Personal information
- Full name: Robert Duncan Fairbairn
- Born: 25 September 1910 Longhirst, Northumberland, England
- Died: 26 March 1988 (aged 77) Guildford, Surrey, England
- Batting: Right-handed

Domestic team information
- 1938–39: Cheshire
- 1938: Scotland
- 1944–45: Europeans

Career statistics
| Competition | First-class |
| Matches | 2 |
| Runs scored | 19 |
| Batting average | 4.75 |
| 100s/50s | –/– |
| Top score | 13 |
| Catches/stumpings | 1/– |
- Source: Cricinfo, 28 February 2019

= Robert Fairbairn =

Scottish banker and sportsman

Sir Robert Duncan Fairbairn (25 September 1910 – 26 March 1988) was a Scottish banker and amateur sportsman, who was the chairman of Clydesdale Bank from 1975 to 1985. In sport, he played two first-class cricket matches (one of which was for Scotland) and played for St Johnstone in the Scottish Football League.

==Early life and career==
Fairbairn was born at Longhirst in Northumberland, the fourth of five children of Robert Fairbairn and his wife, Christina Robertson. His family moved to Perth in Scotland, where he attended the Perth Academy. His father was employed as head gamekeeper to Lord Forteviot at Dupplin Castle in Perthshire. After leaving school, he joined the Clydesdale Bank in Perth at 17.

In his youth, Fairbairn was active as a sportsman in the Perth area. He played cricket for the Dupplin and Perthshire clubs, and came to prominence in junior football as an inside-forward for St Johnstone YMCA. In June 1930, he signed for Scottish Football League club St Johnstone as an amateur. He made his senior debut in a 1–1 home draw against King's Park on 23 August 1930, but was "severely barracked" by a Muirton Park crowd disappointed by both his and the team's performance.

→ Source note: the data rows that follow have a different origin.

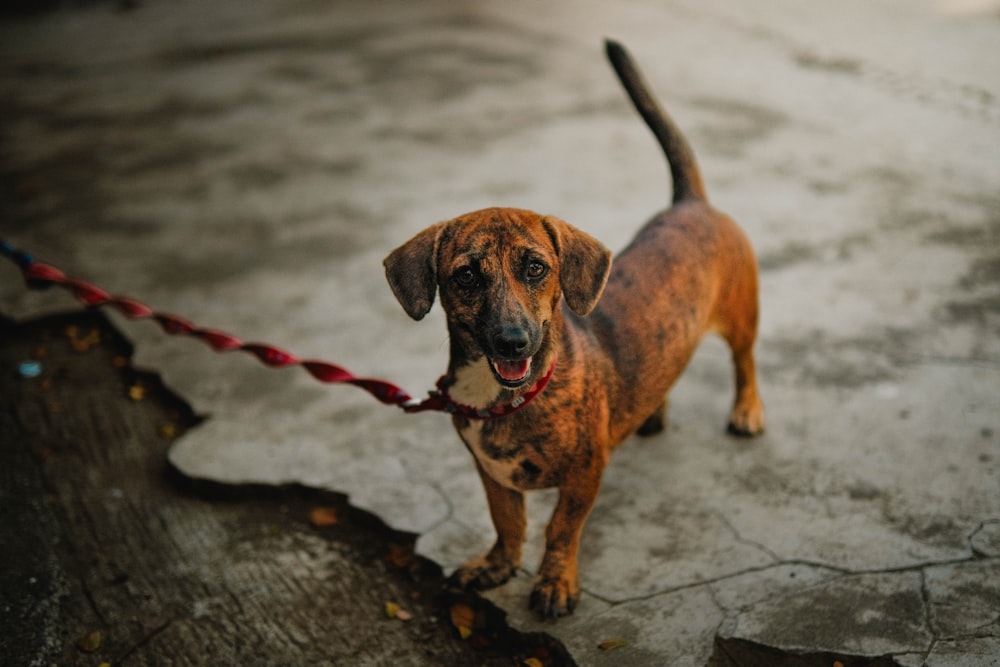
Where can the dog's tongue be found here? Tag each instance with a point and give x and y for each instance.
(513, 370)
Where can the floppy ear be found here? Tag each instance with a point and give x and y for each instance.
(411, 270)
(584, 264)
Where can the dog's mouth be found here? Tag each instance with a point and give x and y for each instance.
(511, 372)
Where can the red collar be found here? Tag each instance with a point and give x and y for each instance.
(440, 400)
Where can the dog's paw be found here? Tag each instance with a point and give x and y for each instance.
(481, 574)
(552, 598)
(746, 422)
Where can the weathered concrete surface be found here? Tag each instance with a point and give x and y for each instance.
(248, 165)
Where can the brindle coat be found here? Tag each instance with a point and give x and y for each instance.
(521, 291)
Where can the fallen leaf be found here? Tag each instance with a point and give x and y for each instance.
(90, 642)
(324, 517)
(612, 644)
(400, 555)
(82, 343)
(393, 610)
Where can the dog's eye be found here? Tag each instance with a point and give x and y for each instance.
(536, 270)
(466, 277)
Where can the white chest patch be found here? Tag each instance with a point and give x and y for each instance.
(502, 472)
(475, 385)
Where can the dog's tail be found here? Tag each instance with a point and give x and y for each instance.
(683, 166)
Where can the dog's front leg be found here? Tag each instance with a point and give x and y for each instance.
(501, 562)
(557, 587)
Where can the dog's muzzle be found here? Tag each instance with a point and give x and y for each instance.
(511, 359)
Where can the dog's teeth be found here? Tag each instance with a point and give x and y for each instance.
(513, 370)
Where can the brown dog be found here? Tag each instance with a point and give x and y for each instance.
(502, 273)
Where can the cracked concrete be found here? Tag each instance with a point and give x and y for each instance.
(248, 165)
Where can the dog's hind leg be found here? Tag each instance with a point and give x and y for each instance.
(747, 417)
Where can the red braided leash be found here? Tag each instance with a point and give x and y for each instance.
(39, 274)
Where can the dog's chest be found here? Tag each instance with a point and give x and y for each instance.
(505, 469)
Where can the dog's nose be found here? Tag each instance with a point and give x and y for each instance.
(511, 342)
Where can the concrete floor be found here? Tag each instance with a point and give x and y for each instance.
(248, 165)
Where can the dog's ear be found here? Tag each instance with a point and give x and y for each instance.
(411, 270)
(584, 264)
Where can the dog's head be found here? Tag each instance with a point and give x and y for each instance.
(501, 274)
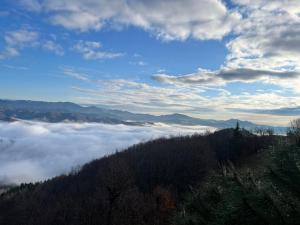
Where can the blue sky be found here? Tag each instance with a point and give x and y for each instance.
(205, 58)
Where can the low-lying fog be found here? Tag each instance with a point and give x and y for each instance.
(34, 151)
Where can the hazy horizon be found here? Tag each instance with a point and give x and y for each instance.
(203, 58)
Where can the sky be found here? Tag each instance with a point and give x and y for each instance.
(203, 58)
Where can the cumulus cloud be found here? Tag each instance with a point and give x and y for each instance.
(53, 47)
(90, 50)
(220, 77)
(74, 74)
(34, 151)
(167, 19)
(16, 40)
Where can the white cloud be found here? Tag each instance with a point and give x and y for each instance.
(53, 47)
(90, 50)
(79, 76)
(16, 40)
(33, 151)
(167, 19)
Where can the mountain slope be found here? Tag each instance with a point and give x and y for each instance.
(66, 111)
(143, 185)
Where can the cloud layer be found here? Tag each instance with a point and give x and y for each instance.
(34, 151)
(168, 19)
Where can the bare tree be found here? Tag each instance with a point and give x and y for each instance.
(294, 131)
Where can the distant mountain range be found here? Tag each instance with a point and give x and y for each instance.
(11, 110)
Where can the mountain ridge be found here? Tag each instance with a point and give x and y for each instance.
(68, 111)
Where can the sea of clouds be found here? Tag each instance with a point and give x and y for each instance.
(35, 151)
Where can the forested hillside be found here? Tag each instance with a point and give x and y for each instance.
(229, 177)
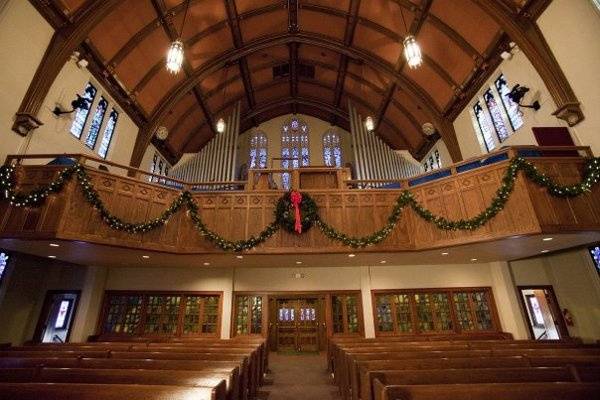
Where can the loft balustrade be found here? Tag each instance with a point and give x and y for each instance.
(239, 209)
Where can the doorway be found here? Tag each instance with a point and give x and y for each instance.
(295, 323)
(56, 318)
(543, 313)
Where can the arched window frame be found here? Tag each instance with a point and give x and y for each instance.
(332, 149)
(258, 150)
(295, 143)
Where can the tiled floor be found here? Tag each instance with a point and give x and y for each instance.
(298, 377)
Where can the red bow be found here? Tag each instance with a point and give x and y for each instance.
(296, 198)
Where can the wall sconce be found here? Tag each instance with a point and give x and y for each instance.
(518, 92)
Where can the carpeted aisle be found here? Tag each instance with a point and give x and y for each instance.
(298, 377)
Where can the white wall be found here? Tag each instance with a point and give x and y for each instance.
(24, 36)
(571, 28)
(576, 284)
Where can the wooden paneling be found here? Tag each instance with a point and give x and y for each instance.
(241, 214)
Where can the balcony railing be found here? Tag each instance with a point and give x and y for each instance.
(240, 209)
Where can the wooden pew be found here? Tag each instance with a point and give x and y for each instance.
(221, 367)
(249, 373)
(487, 391)
(361, 378)
(78, 391)
(120, 376)
(480, 375)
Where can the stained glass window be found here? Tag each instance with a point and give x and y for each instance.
(484, 126)
(258, 151)
(248, 315)
(332, 150)
(161, 314)
(81, 115)
(109, 131)
(595, 253)
(294, 147)
(496, 114)
(96, 124)
(345, 314)
(431, 312)
(515, 117)
(3, 263)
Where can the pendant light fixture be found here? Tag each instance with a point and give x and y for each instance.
(176, 54)
(220, 125)
(412, 51)
(370, 124)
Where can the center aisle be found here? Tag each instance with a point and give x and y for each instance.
(299, 377)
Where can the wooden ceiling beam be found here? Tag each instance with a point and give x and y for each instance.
(351, 21)
(166, 22)
(238, 41)
(233, 55)
(525, 32)
(65, 40)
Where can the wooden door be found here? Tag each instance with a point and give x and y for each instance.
(297, 324)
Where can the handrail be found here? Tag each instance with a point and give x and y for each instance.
(511, 151)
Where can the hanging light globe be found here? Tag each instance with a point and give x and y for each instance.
(412, 52)
(370, 124)
(221, 125)
(175, 57)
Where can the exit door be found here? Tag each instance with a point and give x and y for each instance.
(297, 324)
(543, 313)
(56, 318)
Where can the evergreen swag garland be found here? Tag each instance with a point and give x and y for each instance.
(283, 212)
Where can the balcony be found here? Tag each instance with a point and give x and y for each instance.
(238, 210)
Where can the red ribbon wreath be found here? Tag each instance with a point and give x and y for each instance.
(296, 198)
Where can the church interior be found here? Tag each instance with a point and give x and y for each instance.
(299, 199)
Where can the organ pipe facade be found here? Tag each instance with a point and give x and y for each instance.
(216, 161)
(374, 159)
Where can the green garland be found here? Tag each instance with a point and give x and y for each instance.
(283, 215)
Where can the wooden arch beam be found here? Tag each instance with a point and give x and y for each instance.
(524, 31)
(233, 55)
(64, 41)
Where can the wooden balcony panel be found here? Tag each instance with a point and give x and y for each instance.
(241, 214)
(556, 214)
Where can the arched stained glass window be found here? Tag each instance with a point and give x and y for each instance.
(496, 114)
(258, 151)
(96, 124)
(81, 115)
(109, 130)
(484, 125)
(511, 108)
(3, 263)
(332, 149)
(295, 150)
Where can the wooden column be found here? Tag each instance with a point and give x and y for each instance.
(528, 36)
(63, 43)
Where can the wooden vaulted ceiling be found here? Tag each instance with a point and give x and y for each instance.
(354, 46)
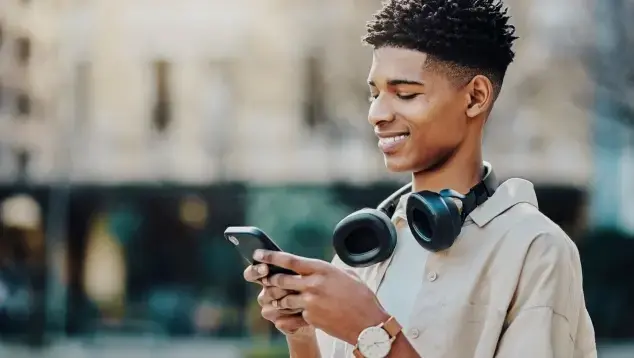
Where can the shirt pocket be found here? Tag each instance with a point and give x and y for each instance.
(456, 330)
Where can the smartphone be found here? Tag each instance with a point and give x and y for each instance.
(247, 239)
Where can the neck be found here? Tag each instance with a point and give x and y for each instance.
(459, 172)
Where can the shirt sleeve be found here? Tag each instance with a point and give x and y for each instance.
(545, 313)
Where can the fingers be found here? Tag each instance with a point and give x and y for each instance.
(290, 324)
(289, 282)
(254, 273)
(269, 294)
(301, 265)
(290, 302)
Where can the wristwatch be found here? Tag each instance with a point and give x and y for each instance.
(376, 341)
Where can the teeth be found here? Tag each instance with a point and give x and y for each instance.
(393, 139)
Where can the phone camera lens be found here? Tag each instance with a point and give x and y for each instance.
(234, 240)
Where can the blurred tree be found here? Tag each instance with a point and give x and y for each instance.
(612, 61)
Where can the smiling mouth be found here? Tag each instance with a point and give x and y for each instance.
(390, 144)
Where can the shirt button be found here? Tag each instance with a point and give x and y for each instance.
(413, 333)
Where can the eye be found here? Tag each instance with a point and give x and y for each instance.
(407, 96)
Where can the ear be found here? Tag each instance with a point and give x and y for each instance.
(480, 91)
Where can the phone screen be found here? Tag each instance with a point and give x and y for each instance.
(247, 242)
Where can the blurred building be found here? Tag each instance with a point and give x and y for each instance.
(269, 90)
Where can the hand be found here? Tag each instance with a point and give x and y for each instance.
(333, 300)
(287, 321)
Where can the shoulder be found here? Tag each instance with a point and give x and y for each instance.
(544, 238)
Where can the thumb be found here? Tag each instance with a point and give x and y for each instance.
(353, 273)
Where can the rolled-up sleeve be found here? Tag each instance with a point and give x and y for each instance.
(548, 315)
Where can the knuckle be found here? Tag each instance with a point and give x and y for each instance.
(316, 283)
(276, 280)
(291, 261)
(277, 293)
(269, 313)
(248, 273)
(306, 315)
(262, 296)
(309, 299)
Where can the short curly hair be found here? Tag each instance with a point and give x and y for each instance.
(468, 37)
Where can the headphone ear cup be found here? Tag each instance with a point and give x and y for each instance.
(364, 238)
(433, 220)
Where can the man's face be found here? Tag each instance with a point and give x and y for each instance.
(417, 113)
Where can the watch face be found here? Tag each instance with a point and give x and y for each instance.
(374, 342)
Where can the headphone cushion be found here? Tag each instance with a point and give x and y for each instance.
(364, 238)
(434, 220)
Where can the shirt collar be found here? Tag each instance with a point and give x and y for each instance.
(508, 194)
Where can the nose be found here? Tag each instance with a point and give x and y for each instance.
(380, 111)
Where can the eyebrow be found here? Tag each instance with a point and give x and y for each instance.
(397, 82)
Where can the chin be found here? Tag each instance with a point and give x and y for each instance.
(397, 164)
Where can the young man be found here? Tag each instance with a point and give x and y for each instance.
(510, 286)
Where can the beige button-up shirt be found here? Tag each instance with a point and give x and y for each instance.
(509, 287)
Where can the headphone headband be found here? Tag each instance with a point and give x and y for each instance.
(476, 196)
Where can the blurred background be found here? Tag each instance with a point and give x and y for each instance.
(133, 132)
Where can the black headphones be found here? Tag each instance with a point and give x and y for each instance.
(368, 236)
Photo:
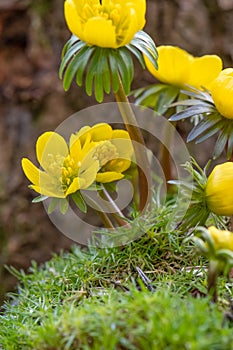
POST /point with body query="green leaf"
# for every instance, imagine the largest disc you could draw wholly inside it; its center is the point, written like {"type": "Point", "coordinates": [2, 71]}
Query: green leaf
{"type": "Point", "coordinates": [64, 205]}
{"type": "Point", "coordinates": [230, 144]}
{"type": "Point", "coordinates": [83, 64]}
{"type": "Point", "coordinates": [39, 199]}
{"type": "Point", "coordinates": [137, 54]}
{"type": "Point", "coordinates": [79, 201]}
{"type": "Point", "coordinates": [73, 67]}
{"type": "Point", "coordinates": [212, 131]}
{"type": "Point", "coordinates": [98, 78]}
{"type": "Point", "coordinates": [200, 95]}
{"type": "Point", "coordinates": [124, 73]}
{"type": "Point", "coordinates": [191, 111]}
{"type": "Point", "coordinates": [92, 70]}
{"type": "Point", "coordinates": [71, 53]}
{"type": "Point", "coordinates": [52, 205]}
{"type": "Point", "coordinates": [105, 74]}
{"type": "Point", "coordinates": [146, 51]}
{"type": "Point", "coordinates": [202, 127]}
{"type": "Point", "coordinates": [68, 44]}
{"type": "Point", "coordinates": [220, 144]}
{"type": "Point", "coordinates": [126, 58]}
{"type": "Point", "coordinates": [114, 71]}
{"type": "Point", "coordinates": [165, 98]}
{"type": "Point", "coordinates": [151, 92]}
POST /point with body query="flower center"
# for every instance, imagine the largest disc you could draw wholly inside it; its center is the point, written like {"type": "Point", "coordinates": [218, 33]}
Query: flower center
{"type": "Point", "coordinates": [63, 168]}
{"type": "Point", "coordinates": [113, 12]}
{"type": "Point", "coordinates": [104, 152]}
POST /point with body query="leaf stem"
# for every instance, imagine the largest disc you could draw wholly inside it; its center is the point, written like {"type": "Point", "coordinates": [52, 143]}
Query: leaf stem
{"type": "Point", "coordinates": [144, 171]}
{"type": "Point", "coordinates": [103, 216]}
{"type": "Point", "coordinates": [212, 280]}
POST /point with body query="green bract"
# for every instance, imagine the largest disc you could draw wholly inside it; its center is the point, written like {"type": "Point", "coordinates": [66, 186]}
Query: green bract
{"type": "Point", "coordinates": [202, 104]}
{"type": "Point", "coordinates": [99, 68]}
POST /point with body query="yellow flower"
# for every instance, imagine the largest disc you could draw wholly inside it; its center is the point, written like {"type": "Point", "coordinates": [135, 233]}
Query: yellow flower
{"type": "Point", "coordinates": [222, 239]}
{"type": "Point", "coordinates": [112, 24]}
{"type": "Point", "coordinates": [219, 189]}
{"type": "Point", "coordinates": [222, 93]}
{"type": "Point", "coordinates": [113, 149]}
{"type": "Point", "coordinates": [177, 67]}
{"type": "Point", "coordinates": [65, 169]}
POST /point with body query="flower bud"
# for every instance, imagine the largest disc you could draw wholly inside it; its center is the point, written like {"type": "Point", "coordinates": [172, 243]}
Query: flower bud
{"type": "Point", "coordinates": [221, 239]}
{"type": "Point", "coordinates": [219, 189]}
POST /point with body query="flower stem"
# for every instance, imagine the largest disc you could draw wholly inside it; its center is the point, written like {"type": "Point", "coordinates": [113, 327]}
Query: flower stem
{"type": "Point", "coordinates": [144, 172]}
{"type": "Point", "coordinates": [103, 216]}
{"type": "Point", "coordinates": [118, 215]}
{"type": "Point", "coordinates": [212, 280]}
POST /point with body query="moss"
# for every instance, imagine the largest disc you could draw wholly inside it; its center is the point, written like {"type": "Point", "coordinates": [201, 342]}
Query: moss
{"type": "Point", "coordinates": [95, 299]}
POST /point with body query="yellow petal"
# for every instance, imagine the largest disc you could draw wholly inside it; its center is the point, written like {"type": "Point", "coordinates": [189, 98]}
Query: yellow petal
{"type": "Point", "coordinates": [124, 146]}
{"type": "Point", "coordinates": [73, 19]}
{"type": "Point", "coordinates": [49, 192]}
{"type": "Point", "coordinates": [203, 70]}
{"type": "Point", "coordinates": [222, 93]}
{"type": "Point", "coordinates": [219, 189]}
{"type": "Point", "coordinates": [132, 28]}
{"type": "Point", "coordinates": [100, 32]}
{"type": "Point", "coordinates": [75, 185]}
{"type": "Point", "coordinates": [50, 143]}
{"type": "Point", "coordinates": [35, 175]}
{"type": "Point", "coordinates": [79, 134]}
{"type": "Point", "coordinates": [108, 176]}
{"type": "Point", "coordinates": [173, 65]}
{"type": "Point", "coordinates": [89, 174]}
{"type": "Point", "coordinates": [222, 239]}
{"type": "Point", "coordinates": [117, 165]}
{"type": "Point", "coordinates": [100, 132]}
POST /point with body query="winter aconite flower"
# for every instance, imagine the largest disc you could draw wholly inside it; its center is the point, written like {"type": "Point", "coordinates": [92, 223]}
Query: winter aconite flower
{"type": "Point", "coordinates": [211, 196]}
{"type": "Point", "coordinates": [177, 67]}
{"type": "Point", "coordinates": [111, 24]}
{"type": "Point", "coordinates": [222, 93]}
{"type": "Point", "coordinates": [112, 148]}
{"type": "Point", "coordinates": [221, 239]}
{"type": "Point", "coordinates": [219, 189]}
{"type": "Point", "coordinates": [105, 35]}
{"type": "Point", "coordinates": [65, 170]}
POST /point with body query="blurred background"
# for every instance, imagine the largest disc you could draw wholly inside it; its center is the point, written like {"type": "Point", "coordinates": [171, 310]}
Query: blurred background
{"type": "Point", "coordinates": [32, 100]}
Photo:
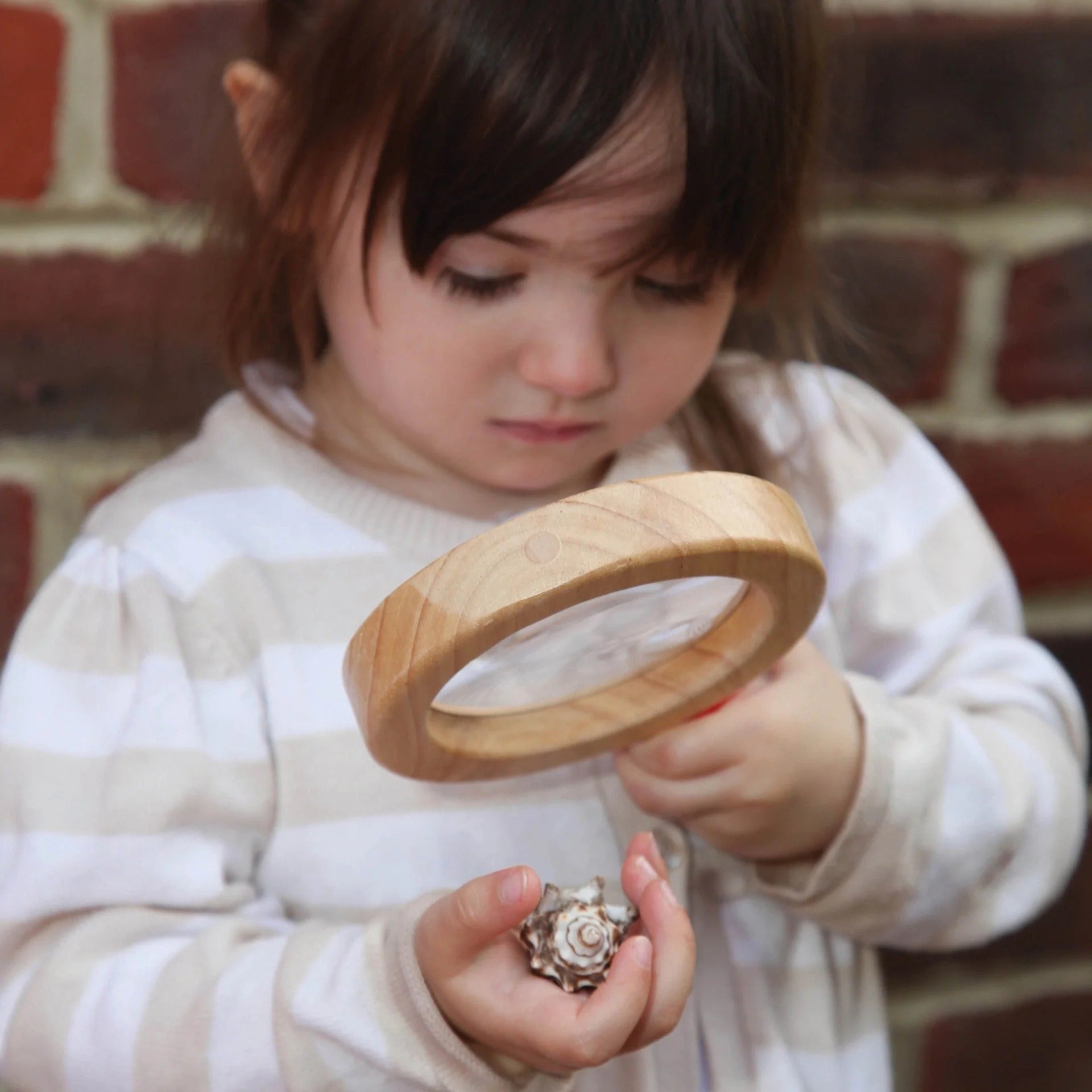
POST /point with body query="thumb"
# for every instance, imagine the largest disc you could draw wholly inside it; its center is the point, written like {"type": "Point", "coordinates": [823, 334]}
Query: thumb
{"type": "Point", "coordinates": [457, 928]}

After the Clydesdale Bank transferred Fairbairn to their head office in Glasgow, he continued his cricket career as an opening batsman for West of Scotland, and also played football for "one of the Queen's Park elevens".

He was a recipient of the Beckett & Whitehead Prizeman from the Institute of Bankers in 1934, the same year in which he joined the Midland Bank. While still employed by the Midland Bank at Bolton, he played minor counties cricket in England for Cheshire in 1938 and 1939, making seven appearances in the Minor Counties Championship. His debut in first-class cricket came for Scotland against Yorkshire at Harrogate.

==WWII and later career with Clydesdale Bank==
Fairbairn joined the Royal Naval Volunteer Reserve (RNVR) in 1939, He was a sub lieutenant until September 1940, when he was promoted to the temporary rank of lieutenant. He served in the RNVR until 1946, leaving the reserve with the rank of Lieutenant commander. While serving in the reserve, Fairbairn played one first-class cricket match in British India for the Europeans against the Parsees in the 1944/45 Bombay Pentangular at Bombay. After leaving the reserve, he returned to his profession in banking. He was an assistant general manager for Clydesdale Bank in 1951.

Fairbairn was knighted for services to development in Scotland in the 1975 Birthday Honours. He was chairman of Clydesdale Bank from 1975 to 1985. He died at Guildford in March 1988.